Becoming the Puppet Master of an AI SOC team
I released a Model Context Protocol server called KQL Search MCP last week. The idea was stop manually searching through GitHub repositories every time I needed a KQL query. It search thousands of queries from all GitHub repos, validates them against table schemas, and can even generate new queries from plain natural language descriptions.

Microsoft has also released the Sentinel MCP server with two collections Data Exploration for connecting to Sentinel data lake and running queries, and Triage for incident management and entity investigation. I had this interesting idea to showcase multiple tools working together, a tool that finds and validates queries, another that executes them against your actual data, and a third that investigates the entities involved.
That's where VS Code's custom agents came in. Could I create AI agents that would orchestrate these tools autonomously? Not just "here's a tool, use it when I tell you," but agents that actually decide which tool to use and when, based on what they're investigating.
I built KQL Search MCP to make certain tasks faster, searching for KQL queries across thousands of GitHub repositories, validating them against table schemas, even generating queries from natural language. It's a potentially useful tool as an analyst, but it could be exponentially more useful to an agent.
Suddenly we had multiple complementary tools: KQL Search MCP for finding and validating queries, Microsoft's Data Exploration for executing them, and Triage collection for investigating users, devices, files, and IPs.
Custom Agents
VS Code has this brilliant feature called custom agents that lets you create specialised AI assistants with access to specific tools.

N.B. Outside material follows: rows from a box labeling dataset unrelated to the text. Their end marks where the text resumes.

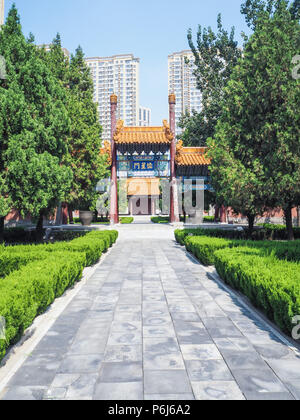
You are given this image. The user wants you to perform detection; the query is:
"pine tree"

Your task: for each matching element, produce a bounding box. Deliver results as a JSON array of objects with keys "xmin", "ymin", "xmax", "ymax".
[
  {"xmin": 66, "ymin": 47, "xmax": 108, "ymax": 215},
  {"xmin": 0, "ymin": 6, "xmax": 72, "ymax": 237}
]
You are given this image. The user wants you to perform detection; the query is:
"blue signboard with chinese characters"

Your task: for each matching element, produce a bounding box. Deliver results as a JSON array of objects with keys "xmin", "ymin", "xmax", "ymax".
[
  {"xmin": 131, "ymin": 156, "xmax": 155, "ymax": 172},
  {"xmin": 117, "ymin": 155, "xmax": 170, "ymax": 177}
]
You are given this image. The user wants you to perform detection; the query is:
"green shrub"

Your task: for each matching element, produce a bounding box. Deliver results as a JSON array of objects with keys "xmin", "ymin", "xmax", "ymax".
[
  {"xmin": 203, "ymin": 216, "xmax": 215, "ymax": 223},
  {"xmin": 120, "ymin": 217, "xmax": 134, "ymax": 225},
  {"xmin": 6, "ymin": 230, "xmax": 118, "ymax": 265},
  {"xmin": 259, "ymin": 223, "xmax": 300, "ymax": 240},
  {"xmin": 185, "ymin": 236, "xmax": 233, "ymax": 265},
  {"xmin": 0, "ymin": 252, "xmax": 85, "ymax": 360},
  {"xmin": 151, "ymin": 216, "xmax": 170, "ymax": 224},
  {"xmin": 215, "ymin": 247, "xmax": 300, "ymax": 333},
  {"xmin": 0, "ymin": 230, "xmax": 118, "ymax": 360}
]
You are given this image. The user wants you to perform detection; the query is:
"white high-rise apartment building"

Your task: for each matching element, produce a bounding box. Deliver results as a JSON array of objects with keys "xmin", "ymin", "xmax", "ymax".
[
  {"xmin": 139, "ymin": 106, "xmax": 151, "ymax": 127},
  {"xmin": 168, "ymin": 50, "xmax": 202, "ymax": 135},
  {"xmin": 86, "ymin": 54, "xmax": 140, "ymax": 140}
]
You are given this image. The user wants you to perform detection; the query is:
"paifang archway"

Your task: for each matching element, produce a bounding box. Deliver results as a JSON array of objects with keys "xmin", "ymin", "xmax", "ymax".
[{"xmin": 102, "ymin": 94, "xmax": 210, "ymax": 224}]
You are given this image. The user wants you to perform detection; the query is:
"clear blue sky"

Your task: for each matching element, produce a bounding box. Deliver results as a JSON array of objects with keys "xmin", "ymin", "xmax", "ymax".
[{"xmin": 5, "ymin": 0, "xmax": 249, "ymax": 124}]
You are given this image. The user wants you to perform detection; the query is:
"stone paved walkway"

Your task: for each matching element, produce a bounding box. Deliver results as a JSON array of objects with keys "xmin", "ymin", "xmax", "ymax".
[{"xmin": 0, "ymin": 224, "xmax": 300, "ymax": 400}]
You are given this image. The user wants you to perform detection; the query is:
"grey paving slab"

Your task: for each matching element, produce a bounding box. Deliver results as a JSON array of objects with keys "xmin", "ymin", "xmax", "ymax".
[
  {"xmin": 0, "ymin": 224, "xmax": 300, "ymax": 400},
  {"xmin": 144, "ymin": 370, "xmax": 192, "ymax": 394},
  {"xmin": 93, "ymin": 381, "xmax": 144, "ymax": 401},
  {"xmin": 192, "ymin": 381, "xmax": 245, "ymax": 401}
]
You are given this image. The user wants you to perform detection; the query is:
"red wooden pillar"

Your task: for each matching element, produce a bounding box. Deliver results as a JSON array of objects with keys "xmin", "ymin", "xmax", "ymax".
[
  {"xmin": 110, "ymin": 95, "xmax": 119, "ymax": 225},
  {"xmin": 215, "ymin": 205, "xmax": 220, "ymax": 222},
  {"xmin": 68, "ymin": 207, "xmax": 74, "ymax": 225},
  {"xmin": 220, "ymin": 205, "xmax": 227, "ymax": 223},
  {"xmin": 61, "ymin": 203, "xmax": 69, "ymax": 225},
  {"xmin": 169, "ymin": 94, "xmax": 179, "ymax": 223}
]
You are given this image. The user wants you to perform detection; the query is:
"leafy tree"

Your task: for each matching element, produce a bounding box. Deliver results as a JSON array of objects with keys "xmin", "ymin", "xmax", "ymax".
[
  {"xmin": 180, "ymin": 15, "xmax": 241, "ymax": 146},
  {"xmin": 209, "ymin": 1, "xmax": 300, "ymax": 239},
  {"xmin": 0, "ymin": 6, "xmax": 72, "ymax": 237},
  {"xmin": 178, "ymin": 110, "xmax": 206, "ymax": 147}
]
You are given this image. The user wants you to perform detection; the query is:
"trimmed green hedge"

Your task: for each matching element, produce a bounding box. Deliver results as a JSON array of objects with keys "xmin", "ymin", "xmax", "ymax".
[
  {"xmin": 120, "ymin": 217, "xmax": 134, "ymax": 225},
  {"xmin": 0, "ymin": 231, "xmax": 118, "ymax": 360},
  {"xmin": 215, "ymin": 247, "xmax": 300, "ymax": 333},
  {"xmin": 176, "ymin": 231, "xmax": 300, "ymax": 333},
  {"xmin": 151, "ymin": 216, "xmax": 170, "ymax": 224},
  {"xmin": 185, "ymin": 236, "xmax": 233, "ymax": 265},
  {"xmin": 203, "ymin": 216, "xmax": 215, "ymax": 223},
  {"xmin": 259, "ymin": 223, "xmax": 300, "ymax": 240}
]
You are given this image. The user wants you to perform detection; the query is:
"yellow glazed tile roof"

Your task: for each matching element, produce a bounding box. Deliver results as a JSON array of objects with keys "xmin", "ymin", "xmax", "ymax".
[
  {"xmin": 114, "ymin": 120, "xmax": 173, "ymax": 144},
  {"xmin": 176, "ymin": 140, "xmax": 211, "ymax": 166}
]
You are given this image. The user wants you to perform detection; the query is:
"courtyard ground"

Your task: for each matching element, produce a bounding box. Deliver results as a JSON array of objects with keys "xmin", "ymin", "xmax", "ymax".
[{"xmin": 0, "ymin": 217, "xmax": 300, "ymax": 400}]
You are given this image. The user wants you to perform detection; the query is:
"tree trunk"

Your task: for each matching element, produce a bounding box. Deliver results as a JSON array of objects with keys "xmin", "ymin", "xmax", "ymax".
[
  {"xmin": 0, "ymin": 217, "xmax": 5, "ymax": 244},
  {"xmin": 247, "ymin": 214, "xmax": 255, "ymax": 238},
  {"xmin": 284, "ymin": 204, "xmax": 295, "ymax": 241},
  {"xmin": 35, "ymin": 210, "xmax": 44, "ymax": 242}
]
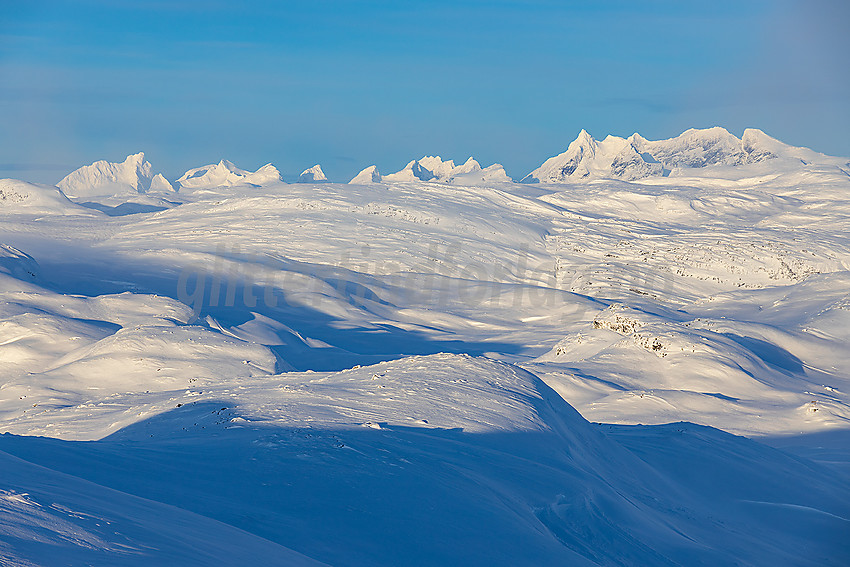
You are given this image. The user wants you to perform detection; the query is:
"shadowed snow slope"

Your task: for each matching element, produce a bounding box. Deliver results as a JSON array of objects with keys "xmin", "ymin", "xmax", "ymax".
[
  {"xmin": 0, "ymin": 128, "xmax": 850, "ymax": 565},
  {"xmin": 0, "ymin": 355, "xmax": 850, "ymax": 565},
  {"xmin": 0, "ymin": 179, "xmax": 92, "ymax": 215}
]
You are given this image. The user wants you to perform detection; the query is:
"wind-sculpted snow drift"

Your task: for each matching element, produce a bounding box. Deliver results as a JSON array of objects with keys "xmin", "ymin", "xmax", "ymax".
[{"xmin": 0, "ymin": 128, "xmax": 850, "ymax": 565}]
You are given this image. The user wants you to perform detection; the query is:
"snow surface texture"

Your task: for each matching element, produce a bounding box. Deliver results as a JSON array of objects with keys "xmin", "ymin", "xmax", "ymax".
[{"xmin": 0, "ymin": 129, "xmax": 850, "ymax": 565}]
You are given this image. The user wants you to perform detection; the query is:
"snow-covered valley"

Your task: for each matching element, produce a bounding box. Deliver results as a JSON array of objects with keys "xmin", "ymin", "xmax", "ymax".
[{"xmin": 0, "ymin": 128, "xmax": 850, "ymax": 565}]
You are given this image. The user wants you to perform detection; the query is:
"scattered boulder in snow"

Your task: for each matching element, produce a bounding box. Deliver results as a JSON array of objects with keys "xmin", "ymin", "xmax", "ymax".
[
  {"xmin": 0, "ymin": 244, "xmax": 39, "ymax": 281},
  {"xmin": 56, "ymin": 152, "xmax": 174, "ymax": 197},
  {"xmin": 0, "ymin": 179, "xmax": 88, "ymax": 214},
  {"xmin": 348, "ymin": 165, "xmax": 381, "ymax": 185},
  {"xmin": 298, "ymin": 164, "xmax": 328, "ymax": 183}
]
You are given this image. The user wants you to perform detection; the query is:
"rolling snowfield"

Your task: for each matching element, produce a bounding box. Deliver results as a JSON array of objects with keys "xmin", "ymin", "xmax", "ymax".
[{"xmin": 0, "ymin": 128, "xmax": 850, "ymax": 566}]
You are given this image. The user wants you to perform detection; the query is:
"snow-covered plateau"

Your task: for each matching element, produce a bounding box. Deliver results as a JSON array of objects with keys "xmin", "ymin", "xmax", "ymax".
[{"xmin": 0, "ymin": 128, "xmax": 850, "ymax": 566}]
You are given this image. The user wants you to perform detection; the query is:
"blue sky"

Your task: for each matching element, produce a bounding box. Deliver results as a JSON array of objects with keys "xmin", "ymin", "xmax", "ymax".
[{"xmin": 0, "ymin": 0, "xmax": 850, "ymax": 183}]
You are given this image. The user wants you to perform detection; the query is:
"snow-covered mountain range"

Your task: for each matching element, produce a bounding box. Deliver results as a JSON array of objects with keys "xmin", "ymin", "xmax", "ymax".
[
  {"xmin": 48, "ymin": 127, "xmax": 850, "ymax": 197},
  {"xmin": 0, "ymin": 128, "xmax": 850, "ymax": 567},
  {"xmin": 522, "ymin": 127, "xmax": 847, "ymax": 183}
]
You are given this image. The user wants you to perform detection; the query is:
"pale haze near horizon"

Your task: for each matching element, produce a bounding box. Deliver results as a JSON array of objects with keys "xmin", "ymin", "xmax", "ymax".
[{"xmin": 0, "ymin": 1, "xmax": 850, "ymax": 183}]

So theoretically, I could create an AI agent that would search for investigation queries with KQL Search MCP, then execute them against real Sentinel data with Microsoft's MCP, all without me having to lift a finger. The agent could investigate alerts the same way I do, but without me having to remember which tool to call when.
Meet the Team
The AI SOC team is the entry point. You throw an alert at the SOC Analyst, and it immediately starts investigating. After you have applied the permissions to the tools the first time any subsiquent runs will not require prompting again, no "let me suggest some queries." It uses Microsoft's Sentinel Triage MCP to get incident details and investigate entities, then KQL Search MCP to find relevant investigation queries from the community, then executes them against your actual data using either collection. It checks IP addresses on threat intelligence feeds, makes a triage decision, and hands off to whoever needs to handle it next.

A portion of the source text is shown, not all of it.